1st class heated shower blocks and laundry that would do a 5* hotel proud
Visiting Doctors. Something going on each evening (should you wish to join in) cards, line dancing lessons etc.
Night security, electronic barrier to the pitches is switched off at 11pm.
It is flat and very quiet.

Christmas lunch last year was very traditional (although the Spanish have still not mastered the art of serving meals on hot plates). Started at 1pm with a glass of bubbly and went on until 9pm with dancing and silly games.

It is expensive and starts at around 500€ for a month, then decreases by 50€. Lots of friendly UK Snowbirds, Dutch and Belgians. The Germans seem to keep to themselves a bit more. 

You don't have to join in to any of the forementioned.

Google Camping Marjal for latest info. It does get busy and booking is highly recomended.



Best wishes

Ian


----------



## eddied (May 9, 2005)

*Camping Marjal*

 Ciao Ian, I stayed a couple of nights at Marjal last November on the way to Colmenar. Was very impressed by the facilties. certainly the sort of place I would choose for a long stay. Was a bit perplexed by the various 'beauty parlours' and other enterprises some caravanners were advertising though. Don't know yet whether I'll be doing the same trip this year, as down here we tend to go in for crisis management rather than forward planning. If you spot a noisy Chausson full of grey Italians, that'll be us!
saluti,
eddied


----------



## asprn (Feb 10, 2006)

camperian said:


> So Dougie as it's only beer you're interested in, I'll just have to finish off that Macallan 10yo myself


That's not very nice, neither is it accurate. I owe YOU a beer which you will definitely receive, have no fear. However, I don't drink beer - only best Malt - so leave the Macallan well alone, will yer.

Dougie.


----------



## linal (Mar 14, 2006)

Hi Camperian is that the site just off the 332 with the (CLUB) on the corner?.
We usually call into a site down there to see a couple who followed us down thro. Portugal etc. a few years ago can't remember site name tho.
For those that don't know we use to wonder why the Spanish sited clubs out in the middle of nowhere until we were informed they were not night clubs as we know them but clubs for Ladies of the night.

Alex.


----------



## 97201 (Jan 7, 2006)

Linal

Yes, that's the one. Last year on my way to the site, I got lost in Guardamar so I asked a policeman. I knew the campsite was all singing all dancing.

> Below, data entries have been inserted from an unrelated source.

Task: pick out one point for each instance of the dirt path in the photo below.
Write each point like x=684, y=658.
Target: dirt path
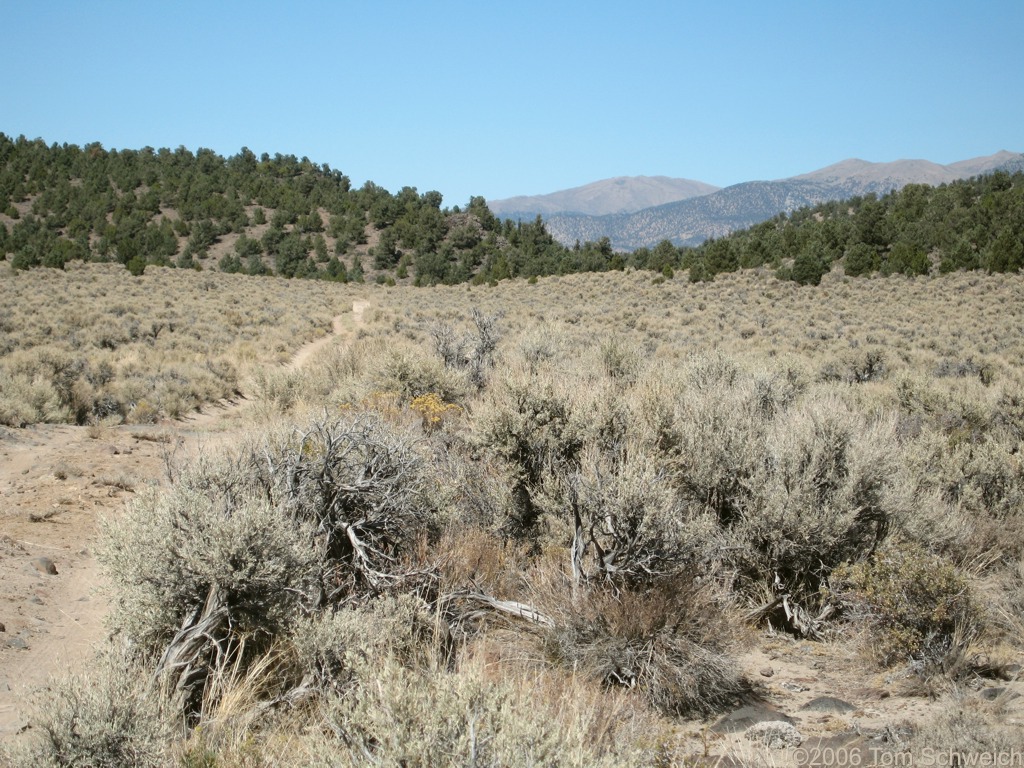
x=56, y=482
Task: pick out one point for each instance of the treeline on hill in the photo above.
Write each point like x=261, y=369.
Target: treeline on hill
x=259, y=215
x=976, y=223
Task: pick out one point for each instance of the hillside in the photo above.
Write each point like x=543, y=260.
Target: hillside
x=620, y=195
x=269, y=215
x=694, y=220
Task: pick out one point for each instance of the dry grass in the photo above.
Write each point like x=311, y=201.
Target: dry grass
x=90, y=345
x=642, y=464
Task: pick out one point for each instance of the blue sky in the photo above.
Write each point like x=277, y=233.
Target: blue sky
x=523, y=97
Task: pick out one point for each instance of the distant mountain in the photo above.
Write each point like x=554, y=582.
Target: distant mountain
x=621, y=195
x=695, y=219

His reply: Go back to the main road (N332). You can't miss the turning, it's between a gay bar and a brothel. 
Is that what's meant by evening entertainment, I thought, gulp!!!  

Never did venture into either to find out which was which. :roll: 

While I was there, the Spanish built a new roundabout in 15 days. 8O Much better access to the site.

Ian


----------



## howardirene (Mar 26, 2006)

Hi, We are going ourselves but not till next year, Oct to May, not sure which campsite to stay on Bonterra park looks good, but Benidorm looks good too, but don’t know which campsite?, we do like our cycling days and will think nothing of 25 miles a day, so its got to be fairly flat, should we be looking at about 10 to 11 euros a night to camp, its our 1st time and intend to plan this like a military operation, so any help would be most appreciated, Kindest regards Howard & Irene


----------



## 97201 (Jan 7, 2006)

Hello Howardirene

Last year's prices were €500 + VAT for the first month which then decreases by €50 per month to a low of €150. This is of course for Camping Marjal.

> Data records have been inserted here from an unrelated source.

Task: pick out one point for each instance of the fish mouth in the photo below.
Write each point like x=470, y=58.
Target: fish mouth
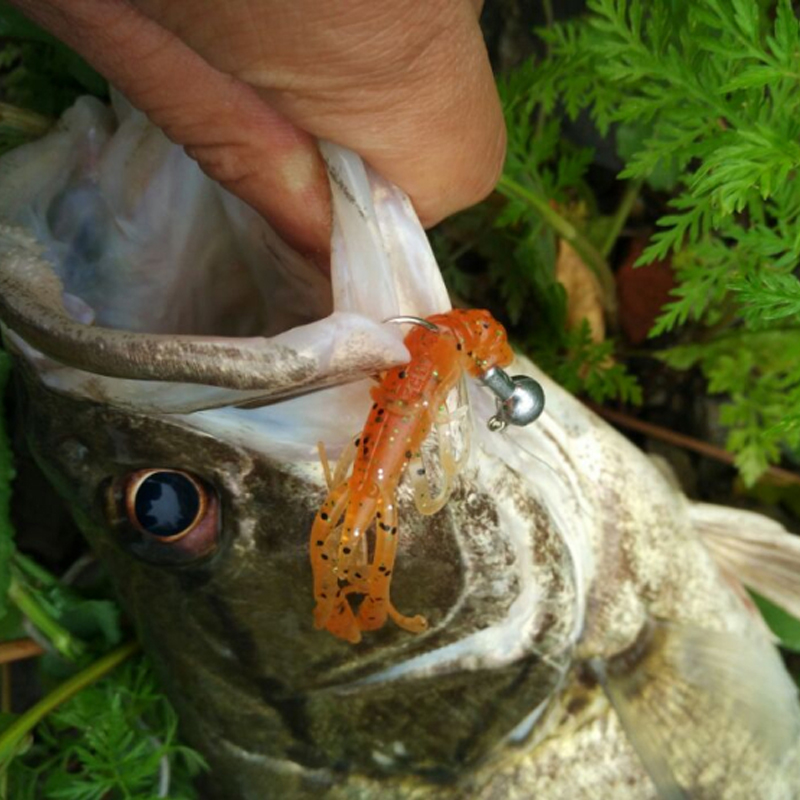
x=121, y=262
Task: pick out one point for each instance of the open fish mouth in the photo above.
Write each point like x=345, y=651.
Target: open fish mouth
x=130, y=279
x=142, y=269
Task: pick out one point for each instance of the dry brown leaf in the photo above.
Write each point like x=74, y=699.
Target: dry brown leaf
x=584, y=294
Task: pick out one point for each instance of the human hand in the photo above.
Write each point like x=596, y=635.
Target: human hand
x=246, y=85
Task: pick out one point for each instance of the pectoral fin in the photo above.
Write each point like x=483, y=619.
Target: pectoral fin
x=760, y=552
x=713, y=716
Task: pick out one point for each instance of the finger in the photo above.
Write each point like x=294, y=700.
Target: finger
x=406, y=85
x=235, y=136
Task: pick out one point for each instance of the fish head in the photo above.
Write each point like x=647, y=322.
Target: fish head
x=177, y=374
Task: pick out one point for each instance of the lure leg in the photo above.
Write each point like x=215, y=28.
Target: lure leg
x=323, y=549
x=452, y=457
x=376, y=606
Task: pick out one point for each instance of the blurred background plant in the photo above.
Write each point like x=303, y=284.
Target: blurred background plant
x=661, y=135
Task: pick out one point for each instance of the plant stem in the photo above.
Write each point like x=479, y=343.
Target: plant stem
x=21, y=727
x=621, y=215
x=20, y=120
x=567, y=231
x=63, y=641
x=778, y=476
x=19, y=649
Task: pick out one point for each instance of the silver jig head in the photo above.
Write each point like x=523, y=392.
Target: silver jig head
x=520, y=399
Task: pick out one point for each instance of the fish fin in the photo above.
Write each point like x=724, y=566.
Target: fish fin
x=760, y=552
x=704, y=710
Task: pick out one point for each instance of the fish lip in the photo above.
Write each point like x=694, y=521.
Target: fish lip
x=382, y=267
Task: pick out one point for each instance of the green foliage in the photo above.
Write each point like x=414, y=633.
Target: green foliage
x=115, y=739
x=6, y=477
x=783, y=625
x=504, y=254
x=704, y=96
x=38, y=74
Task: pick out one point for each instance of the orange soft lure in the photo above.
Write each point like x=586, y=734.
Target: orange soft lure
x=354, y=536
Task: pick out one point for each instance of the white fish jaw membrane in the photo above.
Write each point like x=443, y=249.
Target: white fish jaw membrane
x=92, y=214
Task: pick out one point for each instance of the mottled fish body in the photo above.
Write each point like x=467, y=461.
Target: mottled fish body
x=588, y=636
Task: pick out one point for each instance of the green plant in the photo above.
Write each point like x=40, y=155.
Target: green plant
x=39, y=78
x=704, y=99
x=126, y=748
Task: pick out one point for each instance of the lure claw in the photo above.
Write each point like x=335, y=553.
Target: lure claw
x=520, y=398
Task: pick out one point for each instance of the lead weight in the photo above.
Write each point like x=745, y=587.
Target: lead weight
x=520, y=398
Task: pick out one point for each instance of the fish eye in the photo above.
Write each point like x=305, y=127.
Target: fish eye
x=165, y=516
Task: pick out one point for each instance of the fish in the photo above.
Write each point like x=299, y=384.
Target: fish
x=588, y=630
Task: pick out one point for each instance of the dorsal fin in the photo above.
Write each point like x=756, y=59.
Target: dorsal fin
x=712, y=715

The area south of Alicante is very flat (a huge plain) and has its own micro climate which makes it a few degrees warmer than Benidorm.

Ian


----------



## Heritage (Jun 29, 2006)

Hola Camperian

We will be wintering at Florantilles near Torrevieja from early Oct until March next year. We will be taking our Harley down as well so give us a wave if you see us.

Know the area well and it is a nice site you will be stopping at.

Roy & Barbara


----------



## loddy (Feb 12, 2007)

Hopefully I should be down that way even staying at Gaurdamar in January,

Looking forward to visiting the Jaen cafe in the high street, menu del diaz and loads of wine for under 8 euros, bring it on

Loddy


----------



## cavaqueen (Mar 27, 2006)

Hi there 

We are at Marjal at the moment, the good news is that a new British chef starts here today, hopefully he will be still here to cook our Christmas dinner, the bad news is that the prices here have gone up, 550 euros for the first month, then 500, reducing until it is 200 for the last two months of a six month stay. 

I still think it is worth it, as wifi free as are all the facilities on site (except electric which is on a meter) 

I don't seem to be the only one, as reception state that unless there is a cancellation, the site is fully booked for the winter. 

The only down side to being here for some people is that it is not a convenient walk into town, and the people are so friendly that you keep being invited to join them drinking wine and beer    

Cavaqueen


----------



## welshtust (Jun 9, 2008)

We're driving down after Christmas, I've got family in Queada. You'll know us I'm 6Ft welsh prop forward, 2 year old Sophia and 1 year Theo, will be keeping me busy.
Trying to do the run down with 2 overnight stops, so if the wife doesn't kill me on the way down we'll see you around the 29th Dec.


----------